La fatalidad de la actuación irregular de los servidores públicos

Por Victoriano Martínez

En los últimos cinco años, cada 11.4 días en promedio se dio un accidente fatal de un motociclista en el municipio de San Luis Potosí. A pesar del incremento constante del número de motocicletas que circulan por la ciudad, las medidas preventivas son nulas.

Al menos así lo dejó ver la respuesta del Ayuntamiento a la solicitud de información con número de folio 240474426000298 que la autoridad emitió el pasado 2 de julio.

Este miércoles 9 de septiembre se dio el deceso de un motociclista más, aunque las circunstancias en las que ocurrió tienen que ver, además de las nulas medidas preventivas, con otra negligencia de la autoridad: cayó al desnivel ubicado en una obra en proceso sobre la lateral de la carretera 57.

Ni un señalamiento que advirtiera sobre el riesgo, sobre todo cuando se dejó abierta a la circulación una ruta que representaba una trampa que, como ocurrió, resultó mortal.

Desde el 23 de diciembre de 2024, existe en San Luis Potosí la Ley de Responsabilidad Patrimonial del Estado y Municipios como instrumento para que la población reclame “el derecho a la indemnización de las personas que sufran una lesión en cualquiera de sus bienes, posesiones o derechos como consecuencia de la actividad administrativa irregular del Estado”.

En el caso del motociclista que murió en la carretera 57 este miércoles al menos se presentan dos actividades administrativas irregulares: (1) mantener abierta a la circulación una obra inconclusa con los riesgos que implicaba y que provocó el deceso, y (2) la falta de señalamientos que pudieran prevenir el accidente.

Dos omisiones por parte de la autoridad, atribuibles a la responsable de la obra. la Secretaría de Desarrollo Urbano, Vivienda y Obras Públicas (SEDUVOP) y en algún sentido también a la Secretaría de Seguridad y Protección Ciudadana de la capital, en tanto responsable de controlar el tráfico vehicular.

“En los casos de que la lesión patrimonial derive de omisiones imputables a las autoridades, la carga de la prueba corresponderá a éstas”, advierte el artículo 27 de la Ley de Responsabilidad Patrimonial.

El artículo 16 de esa Ley establece los criterios bajo los cuales se calcularán “los montos de las indemnizaciones para los casos en que se ocasionen daños personales o muerte”.

El reclamo ante una irresponsabilidad como la que este miércoles provocó el accidente fatal del motociclista está contemplado en la Ley como un recurso que, por un lado, da derecho a la población a una reparación en caso de ser víctima y, del otro, tendría que considerarse como una advertencia de que se debe prestar el servicio público con eficiencia y efectividad a riesgo de enfrentar consecuencias.

A diario seguramente existen casos, pero son muy pocos los que se conocen.

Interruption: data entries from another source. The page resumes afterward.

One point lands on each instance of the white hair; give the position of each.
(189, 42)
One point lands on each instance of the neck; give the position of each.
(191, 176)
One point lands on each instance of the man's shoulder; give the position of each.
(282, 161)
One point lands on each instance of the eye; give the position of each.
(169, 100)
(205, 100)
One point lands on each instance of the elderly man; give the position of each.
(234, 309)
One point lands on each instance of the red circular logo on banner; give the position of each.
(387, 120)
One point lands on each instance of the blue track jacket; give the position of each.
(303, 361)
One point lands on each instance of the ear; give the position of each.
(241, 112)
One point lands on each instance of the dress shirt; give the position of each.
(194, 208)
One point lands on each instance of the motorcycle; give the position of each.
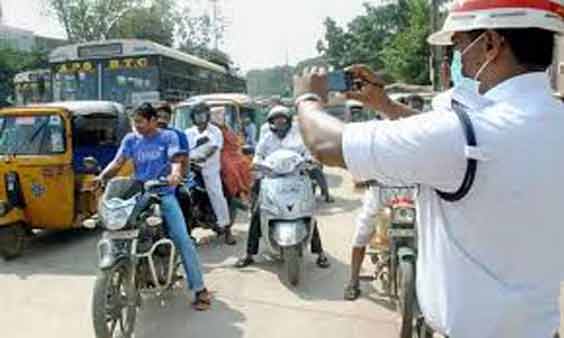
(194, 199)
(395, 260)
(286, 204)
(135, 255)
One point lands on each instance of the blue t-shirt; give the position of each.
(182, 139)
(152, 155)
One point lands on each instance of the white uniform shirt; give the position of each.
(489, 265)
(269, 143)
(216, 139)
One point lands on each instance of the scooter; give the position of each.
(287, 205)
(395, 261)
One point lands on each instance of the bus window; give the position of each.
(77, 85)
(127, 85)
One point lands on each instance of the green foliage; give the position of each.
(388, 37)
(13, 61)
(272, 81)
(196, 34)
(407, 55)
(91, 20)
(155, 23)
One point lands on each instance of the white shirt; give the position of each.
(489, 265)
(270, 142)
(216, 139)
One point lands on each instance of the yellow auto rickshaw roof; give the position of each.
(32, 110)
(87, 107)
(220, 98)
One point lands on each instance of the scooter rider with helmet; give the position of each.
(210, 161)
(488, 168)
(282, 134)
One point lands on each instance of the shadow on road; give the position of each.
(177, 319)
(69, 252)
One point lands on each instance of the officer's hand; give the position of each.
(312, 80)
(368, 88)
(174, 179)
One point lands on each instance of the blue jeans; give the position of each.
(179, 235)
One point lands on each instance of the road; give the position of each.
(47, 292)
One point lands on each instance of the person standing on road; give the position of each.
(152, 151)
(282, 134)
(489, 236)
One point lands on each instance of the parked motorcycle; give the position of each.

El 29 de agosto, Marcela Guadalupe Álvarez Arredondo, psicóloga de profesión, sufrió una fractura que limita su capacidad para hablar y trabajar y lo denunció públicamente. Por fortuna su caso no fue de consecuencias fatales como el de este miércoles.

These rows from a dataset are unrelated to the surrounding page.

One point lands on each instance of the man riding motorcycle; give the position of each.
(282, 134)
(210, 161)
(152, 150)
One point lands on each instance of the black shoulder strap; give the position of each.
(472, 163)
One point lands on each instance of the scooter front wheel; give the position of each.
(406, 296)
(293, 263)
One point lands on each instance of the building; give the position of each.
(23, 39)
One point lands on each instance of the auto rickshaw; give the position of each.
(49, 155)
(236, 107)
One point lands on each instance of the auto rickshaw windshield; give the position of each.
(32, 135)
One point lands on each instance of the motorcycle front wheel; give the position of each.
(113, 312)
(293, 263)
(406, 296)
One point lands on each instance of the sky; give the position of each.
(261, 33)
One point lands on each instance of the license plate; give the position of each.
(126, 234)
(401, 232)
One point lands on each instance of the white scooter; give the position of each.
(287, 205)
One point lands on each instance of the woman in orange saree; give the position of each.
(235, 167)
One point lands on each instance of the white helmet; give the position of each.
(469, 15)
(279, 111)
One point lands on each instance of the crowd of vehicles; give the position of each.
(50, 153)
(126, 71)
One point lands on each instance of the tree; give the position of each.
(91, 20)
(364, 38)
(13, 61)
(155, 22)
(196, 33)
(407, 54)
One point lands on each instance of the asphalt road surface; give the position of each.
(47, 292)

¿De cuántos casos se libra la autoridad de hacerse responsable de los daños porque quienes los padecen ignoran ese derecho a reclamar?

El caso del motociclista muerto en la obra inconclusa de la Carretera 57 es una muestra de lo graves que pueden ser las consecuencias de una actuación irregular de las autoridades y de la urgencia de que la ciudadanía sepa que puede reclamar y lo haga, en tanto que las autoridades se comprometan más con el servicio público que prestan.

Por lo pronto, el caso de este miércoles ya provocó una convocatoria a una manifestación por la indemnización a la familia del motociclista fallecido y por la reparación de los baches que ponen en peligro sus vidas. “¡Basta de indiferencia! Nuestras vidas también importan”, mencionan como lema.